Read? What am that?

The year in rock books which isn't such an oxymoron, really

Perhaps the single most entertaining rock book of the year (after DeCurtis', but we're talking intentional entertainment here). Sideman extraordinaire Kooper unleashes a lifetime's stories about all manner of music-industry silliness and perfidy, and he savors the telling of each.

How-to book that's actually helpful: Confessions of a Record Producer by Moses Avalon (Miller Freeman)

This pseudonymous effort provides considerable wit and wisdom on this festering snake pit of a bidness. It covers all the basics--from record companies to how not to get too screwed by them--in plain language and with rock-and-roll attitude. Like Kooper's book, it will talk you out of even thinking of entering the biz, but it will entertain you in the process.

How-to book that's no help at all: Tunesmith: Inside the Art of Songwriting by Jimmy Webb (Hyperion)

More than 400 pages comprising an "indispensable guide to a fascinating process" from the man who gave us "Up, Up and Away."

Best multi-media package: Orbitones, Spoon Harps & Bellowphones: Experimental Musical Instruments by Bart Hopkins (Ellipsis Arts)

A California musicologist combines a lavishly illustrated book with a 16-track CD chronicling all manner of homemade instruments and the music that's been made with 'em. Includes contributions by everyone from Tom Waits and the Aphex Twin to Leonard Solomon (inventor of the majestic bellowphone) and Colin Oford (master of the mouthbow).

The "Yeah, sure, Eddie Murphy didn't know 'she' was a 'he,' either" award: Truly Blessed by Teddy Pendergrass and Patricia Romanowski (Putnam)

Heaviest, man, heaviest award: The Portable Henry Rollins by Henry Rollins (Villard)

Allow me to quote one untitled poem in its entirety: "She was raped by her uncle / Her father left home / For another man / She is confused / She is sixteen."

First runner-up: Grown Up All Wrong: 75 Great Rock and Pop Artists from Vaudeville to Techno by Robert Christgau

(Harvard University Press)
The "dean of American rock critics" can be amusing, insightful, and/or ponderous in his 150-word Consumer Guide capsules.

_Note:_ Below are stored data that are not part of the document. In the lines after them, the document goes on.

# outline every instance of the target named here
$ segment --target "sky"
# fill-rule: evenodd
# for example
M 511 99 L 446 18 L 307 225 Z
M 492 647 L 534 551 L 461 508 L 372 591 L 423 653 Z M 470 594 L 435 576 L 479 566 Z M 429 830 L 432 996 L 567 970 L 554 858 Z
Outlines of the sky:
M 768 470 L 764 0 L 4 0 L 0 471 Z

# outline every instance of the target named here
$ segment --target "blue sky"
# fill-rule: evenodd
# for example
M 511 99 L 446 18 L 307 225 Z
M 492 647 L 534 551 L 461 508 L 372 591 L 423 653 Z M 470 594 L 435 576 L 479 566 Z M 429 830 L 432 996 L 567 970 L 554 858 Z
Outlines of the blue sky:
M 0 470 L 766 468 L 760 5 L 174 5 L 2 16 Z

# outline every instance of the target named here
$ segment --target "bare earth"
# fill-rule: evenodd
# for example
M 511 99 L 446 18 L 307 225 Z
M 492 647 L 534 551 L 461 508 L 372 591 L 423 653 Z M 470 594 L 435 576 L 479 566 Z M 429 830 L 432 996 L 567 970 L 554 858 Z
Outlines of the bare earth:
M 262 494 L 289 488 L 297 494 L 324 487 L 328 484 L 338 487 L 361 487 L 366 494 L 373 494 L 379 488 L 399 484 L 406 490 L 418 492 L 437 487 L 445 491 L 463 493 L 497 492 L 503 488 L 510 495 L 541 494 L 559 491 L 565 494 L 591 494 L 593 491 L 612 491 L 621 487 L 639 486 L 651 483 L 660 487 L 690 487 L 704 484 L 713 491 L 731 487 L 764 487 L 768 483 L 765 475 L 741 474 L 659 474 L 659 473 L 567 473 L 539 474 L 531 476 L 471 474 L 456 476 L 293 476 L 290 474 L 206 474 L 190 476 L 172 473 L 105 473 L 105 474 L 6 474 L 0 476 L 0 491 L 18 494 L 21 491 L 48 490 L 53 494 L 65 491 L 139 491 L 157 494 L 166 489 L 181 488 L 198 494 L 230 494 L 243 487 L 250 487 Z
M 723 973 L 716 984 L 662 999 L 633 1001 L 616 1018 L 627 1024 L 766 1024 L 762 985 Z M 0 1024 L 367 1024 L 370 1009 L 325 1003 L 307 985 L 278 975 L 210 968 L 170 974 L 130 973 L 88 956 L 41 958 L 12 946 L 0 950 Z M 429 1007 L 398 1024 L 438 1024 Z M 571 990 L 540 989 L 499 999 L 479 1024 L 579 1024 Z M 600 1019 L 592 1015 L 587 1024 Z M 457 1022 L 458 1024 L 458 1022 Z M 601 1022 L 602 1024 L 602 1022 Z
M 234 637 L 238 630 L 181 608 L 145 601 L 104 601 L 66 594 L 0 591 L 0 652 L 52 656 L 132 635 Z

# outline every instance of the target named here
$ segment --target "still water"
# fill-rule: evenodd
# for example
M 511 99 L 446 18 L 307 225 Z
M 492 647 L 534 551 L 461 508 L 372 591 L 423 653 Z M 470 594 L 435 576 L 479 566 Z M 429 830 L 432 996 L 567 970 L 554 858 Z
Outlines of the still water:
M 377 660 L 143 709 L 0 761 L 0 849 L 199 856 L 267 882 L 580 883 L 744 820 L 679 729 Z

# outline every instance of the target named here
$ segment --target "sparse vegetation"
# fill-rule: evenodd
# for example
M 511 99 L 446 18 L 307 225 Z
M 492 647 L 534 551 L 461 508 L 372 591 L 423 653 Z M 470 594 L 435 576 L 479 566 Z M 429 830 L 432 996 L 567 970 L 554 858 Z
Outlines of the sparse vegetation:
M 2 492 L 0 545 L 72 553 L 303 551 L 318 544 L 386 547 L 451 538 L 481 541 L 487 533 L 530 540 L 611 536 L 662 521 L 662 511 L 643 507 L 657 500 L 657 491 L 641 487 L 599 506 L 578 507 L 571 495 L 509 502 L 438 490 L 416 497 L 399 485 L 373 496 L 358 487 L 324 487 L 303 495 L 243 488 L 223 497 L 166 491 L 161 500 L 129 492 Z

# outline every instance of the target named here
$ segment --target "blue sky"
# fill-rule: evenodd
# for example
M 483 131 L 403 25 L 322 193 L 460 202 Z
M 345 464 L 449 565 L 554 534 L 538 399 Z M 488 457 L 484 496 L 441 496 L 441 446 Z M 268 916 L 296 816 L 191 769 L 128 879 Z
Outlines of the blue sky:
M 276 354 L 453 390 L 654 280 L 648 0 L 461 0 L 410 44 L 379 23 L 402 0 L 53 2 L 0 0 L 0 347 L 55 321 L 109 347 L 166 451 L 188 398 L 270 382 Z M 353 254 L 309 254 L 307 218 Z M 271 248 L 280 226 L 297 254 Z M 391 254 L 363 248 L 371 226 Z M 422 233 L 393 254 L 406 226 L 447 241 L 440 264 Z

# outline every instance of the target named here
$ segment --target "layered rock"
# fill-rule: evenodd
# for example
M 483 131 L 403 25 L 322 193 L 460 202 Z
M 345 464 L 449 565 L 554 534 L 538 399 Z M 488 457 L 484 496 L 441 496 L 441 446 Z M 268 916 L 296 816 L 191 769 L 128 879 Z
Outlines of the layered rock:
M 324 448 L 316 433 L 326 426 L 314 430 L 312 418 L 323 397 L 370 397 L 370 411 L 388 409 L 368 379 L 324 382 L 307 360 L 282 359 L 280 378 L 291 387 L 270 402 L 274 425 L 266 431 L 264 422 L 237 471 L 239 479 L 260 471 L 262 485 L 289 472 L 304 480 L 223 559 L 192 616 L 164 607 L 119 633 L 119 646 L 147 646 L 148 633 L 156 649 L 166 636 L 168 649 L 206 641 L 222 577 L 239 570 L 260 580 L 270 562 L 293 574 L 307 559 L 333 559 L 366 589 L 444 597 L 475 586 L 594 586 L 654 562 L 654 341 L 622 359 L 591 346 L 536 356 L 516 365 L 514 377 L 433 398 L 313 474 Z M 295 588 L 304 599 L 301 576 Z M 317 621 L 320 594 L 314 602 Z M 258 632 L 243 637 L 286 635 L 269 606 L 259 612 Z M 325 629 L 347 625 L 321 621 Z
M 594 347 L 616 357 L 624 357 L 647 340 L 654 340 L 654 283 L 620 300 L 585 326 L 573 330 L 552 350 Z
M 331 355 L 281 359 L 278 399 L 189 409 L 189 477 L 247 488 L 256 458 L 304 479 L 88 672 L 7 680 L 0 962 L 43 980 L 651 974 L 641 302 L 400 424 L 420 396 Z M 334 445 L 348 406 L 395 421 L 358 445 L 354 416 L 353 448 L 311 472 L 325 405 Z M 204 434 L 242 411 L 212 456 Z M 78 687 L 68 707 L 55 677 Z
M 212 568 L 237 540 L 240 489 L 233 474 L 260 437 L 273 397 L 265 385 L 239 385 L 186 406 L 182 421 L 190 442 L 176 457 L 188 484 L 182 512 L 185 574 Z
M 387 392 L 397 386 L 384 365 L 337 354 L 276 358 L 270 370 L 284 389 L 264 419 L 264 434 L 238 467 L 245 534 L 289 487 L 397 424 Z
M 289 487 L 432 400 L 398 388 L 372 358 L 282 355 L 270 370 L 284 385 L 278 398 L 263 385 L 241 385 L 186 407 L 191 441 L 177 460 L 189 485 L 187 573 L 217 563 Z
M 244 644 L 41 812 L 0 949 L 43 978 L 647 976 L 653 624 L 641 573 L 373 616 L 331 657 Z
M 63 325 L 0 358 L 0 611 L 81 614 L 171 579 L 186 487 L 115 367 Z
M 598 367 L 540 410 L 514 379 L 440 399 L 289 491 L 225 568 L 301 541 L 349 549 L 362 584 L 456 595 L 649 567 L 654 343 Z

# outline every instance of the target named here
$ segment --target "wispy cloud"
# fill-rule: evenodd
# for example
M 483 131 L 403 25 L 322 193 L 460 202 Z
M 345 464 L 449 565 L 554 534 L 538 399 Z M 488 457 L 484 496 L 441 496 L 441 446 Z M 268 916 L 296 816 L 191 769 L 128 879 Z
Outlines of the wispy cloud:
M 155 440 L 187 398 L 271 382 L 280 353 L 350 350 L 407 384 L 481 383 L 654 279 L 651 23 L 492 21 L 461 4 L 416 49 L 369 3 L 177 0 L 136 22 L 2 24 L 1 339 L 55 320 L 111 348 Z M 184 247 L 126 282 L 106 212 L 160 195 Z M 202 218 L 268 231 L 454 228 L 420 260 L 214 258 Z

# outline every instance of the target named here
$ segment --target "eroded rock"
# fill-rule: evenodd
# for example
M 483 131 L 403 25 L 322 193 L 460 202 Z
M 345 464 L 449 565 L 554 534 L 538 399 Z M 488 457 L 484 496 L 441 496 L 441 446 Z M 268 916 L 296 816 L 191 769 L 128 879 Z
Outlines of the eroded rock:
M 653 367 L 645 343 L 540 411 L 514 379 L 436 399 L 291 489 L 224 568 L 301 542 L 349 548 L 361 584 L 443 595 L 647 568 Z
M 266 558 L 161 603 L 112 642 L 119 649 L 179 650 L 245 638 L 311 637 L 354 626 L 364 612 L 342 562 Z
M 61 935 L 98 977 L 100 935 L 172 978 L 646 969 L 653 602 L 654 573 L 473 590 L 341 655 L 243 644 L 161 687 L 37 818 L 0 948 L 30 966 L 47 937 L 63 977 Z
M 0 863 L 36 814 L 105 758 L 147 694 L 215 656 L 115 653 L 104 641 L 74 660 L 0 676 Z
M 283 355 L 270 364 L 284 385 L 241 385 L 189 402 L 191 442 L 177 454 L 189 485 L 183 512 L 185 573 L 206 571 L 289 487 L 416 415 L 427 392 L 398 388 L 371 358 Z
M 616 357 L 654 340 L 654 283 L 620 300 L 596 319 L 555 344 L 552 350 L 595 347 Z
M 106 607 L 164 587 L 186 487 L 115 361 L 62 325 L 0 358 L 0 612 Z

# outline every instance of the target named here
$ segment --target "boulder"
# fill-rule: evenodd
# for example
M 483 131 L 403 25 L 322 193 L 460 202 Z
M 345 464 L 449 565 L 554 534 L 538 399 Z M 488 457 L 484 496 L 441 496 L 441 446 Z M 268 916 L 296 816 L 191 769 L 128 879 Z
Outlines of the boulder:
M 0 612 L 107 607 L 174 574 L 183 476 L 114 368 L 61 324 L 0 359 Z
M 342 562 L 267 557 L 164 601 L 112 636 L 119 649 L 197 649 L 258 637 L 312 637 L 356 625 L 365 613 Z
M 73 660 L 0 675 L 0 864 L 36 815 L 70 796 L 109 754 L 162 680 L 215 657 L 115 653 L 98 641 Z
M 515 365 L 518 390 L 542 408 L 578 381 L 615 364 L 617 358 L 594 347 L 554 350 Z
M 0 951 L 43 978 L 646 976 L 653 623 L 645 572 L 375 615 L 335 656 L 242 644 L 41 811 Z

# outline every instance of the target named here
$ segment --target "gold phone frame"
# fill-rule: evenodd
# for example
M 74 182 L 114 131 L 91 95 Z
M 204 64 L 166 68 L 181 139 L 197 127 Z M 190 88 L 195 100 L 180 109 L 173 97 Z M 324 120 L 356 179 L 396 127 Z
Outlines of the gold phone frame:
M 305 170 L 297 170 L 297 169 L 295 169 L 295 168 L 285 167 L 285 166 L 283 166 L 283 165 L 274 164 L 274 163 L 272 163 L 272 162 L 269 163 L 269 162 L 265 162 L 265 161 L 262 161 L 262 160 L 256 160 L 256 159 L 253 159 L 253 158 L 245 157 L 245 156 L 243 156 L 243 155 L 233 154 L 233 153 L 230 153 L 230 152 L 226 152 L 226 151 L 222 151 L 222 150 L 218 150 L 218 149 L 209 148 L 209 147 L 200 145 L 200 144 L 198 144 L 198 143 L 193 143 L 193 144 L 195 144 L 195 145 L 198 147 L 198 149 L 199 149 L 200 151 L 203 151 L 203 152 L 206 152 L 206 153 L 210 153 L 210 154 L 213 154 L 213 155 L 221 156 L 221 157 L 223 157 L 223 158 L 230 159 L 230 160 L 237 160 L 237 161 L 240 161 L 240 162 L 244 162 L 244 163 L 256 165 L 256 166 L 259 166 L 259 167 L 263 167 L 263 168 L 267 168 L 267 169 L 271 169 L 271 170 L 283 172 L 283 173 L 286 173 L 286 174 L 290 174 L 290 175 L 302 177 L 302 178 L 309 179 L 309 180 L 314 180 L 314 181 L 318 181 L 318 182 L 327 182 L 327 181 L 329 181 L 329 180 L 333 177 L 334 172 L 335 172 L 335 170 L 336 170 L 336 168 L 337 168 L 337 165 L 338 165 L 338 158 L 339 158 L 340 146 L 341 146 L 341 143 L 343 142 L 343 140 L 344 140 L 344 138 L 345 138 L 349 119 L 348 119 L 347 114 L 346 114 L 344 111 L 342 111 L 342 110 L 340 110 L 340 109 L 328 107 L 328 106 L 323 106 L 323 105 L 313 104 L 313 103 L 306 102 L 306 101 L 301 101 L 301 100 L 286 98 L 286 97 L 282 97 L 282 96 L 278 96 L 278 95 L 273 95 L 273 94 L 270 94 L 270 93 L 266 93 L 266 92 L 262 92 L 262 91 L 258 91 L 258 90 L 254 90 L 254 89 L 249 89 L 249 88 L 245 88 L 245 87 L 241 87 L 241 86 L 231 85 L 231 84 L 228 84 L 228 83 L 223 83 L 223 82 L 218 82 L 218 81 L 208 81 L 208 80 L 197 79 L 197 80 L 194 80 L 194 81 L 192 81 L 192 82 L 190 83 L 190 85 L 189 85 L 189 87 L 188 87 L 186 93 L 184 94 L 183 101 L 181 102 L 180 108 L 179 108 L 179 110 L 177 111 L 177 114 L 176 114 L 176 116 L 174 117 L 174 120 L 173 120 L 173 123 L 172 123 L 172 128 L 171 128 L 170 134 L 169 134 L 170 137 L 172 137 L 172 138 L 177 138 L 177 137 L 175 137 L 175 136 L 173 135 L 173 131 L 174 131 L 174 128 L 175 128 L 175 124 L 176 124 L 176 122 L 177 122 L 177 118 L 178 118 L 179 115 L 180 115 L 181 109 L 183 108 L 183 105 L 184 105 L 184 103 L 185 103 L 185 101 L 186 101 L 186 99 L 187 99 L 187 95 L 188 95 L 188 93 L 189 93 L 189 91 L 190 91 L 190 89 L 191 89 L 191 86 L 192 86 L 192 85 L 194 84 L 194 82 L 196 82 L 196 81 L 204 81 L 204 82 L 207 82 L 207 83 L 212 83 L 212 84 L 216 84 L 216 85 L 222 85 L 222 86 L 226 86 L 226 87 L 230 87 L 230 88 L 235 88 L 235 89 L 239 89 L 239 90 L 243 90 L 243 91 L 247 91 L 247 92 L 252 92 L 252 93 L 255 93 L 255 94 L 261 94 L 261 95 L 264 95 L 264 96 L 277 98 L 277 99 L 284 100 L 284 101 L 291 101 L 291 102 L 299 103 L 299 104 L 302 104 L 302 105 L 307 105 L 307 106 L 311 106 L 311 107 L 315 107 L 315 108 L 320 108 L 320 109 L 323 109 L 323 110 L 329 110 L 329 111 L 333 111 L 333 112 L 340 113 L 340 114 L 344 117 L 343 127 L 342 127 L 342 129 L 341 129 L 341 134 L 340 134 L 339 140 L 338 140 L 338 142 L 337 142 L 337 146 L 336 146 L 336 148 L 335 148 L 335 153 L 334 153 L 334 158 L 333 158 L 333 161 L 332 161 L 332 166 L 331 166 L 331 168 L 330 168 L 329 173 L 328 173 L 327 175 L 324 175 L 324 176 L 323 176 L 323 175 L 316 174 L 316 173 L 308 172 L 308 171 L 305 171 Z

In the essays collected here, he's just ponderous.

Second runner-up: A Night Without Armor: Poems by Jewel (Harper Collins)
"In my belly is a gold fish / I swallowed it and kept it there / I sing to it, and can feel it wiggle / when it especially likes the tune / Brahms makes it do back flips of glee."

And, finally, a note of special recognition...
Who Neil Strauss was in bed with back before his recent Jewel cover story in Rolling Stone: The Long Hard Road Out of Hell by Marilyn Manson with Neil Strauss

(Regan Books)
He only got in a hot tub with the Antichrist Superstar; in Rolling Stone's year-end cover story, Mr. Strauss brags of falling asleep next to Jewel (in a just-pals way, of course). Hey, Neil: How long before the Jewel book contract? And will you continue to write about her in The New York Times? And speaking of Manson--is he jealous? Or is he too busy doing the S&M thing with Spin editor Craig Marks? Just wondering.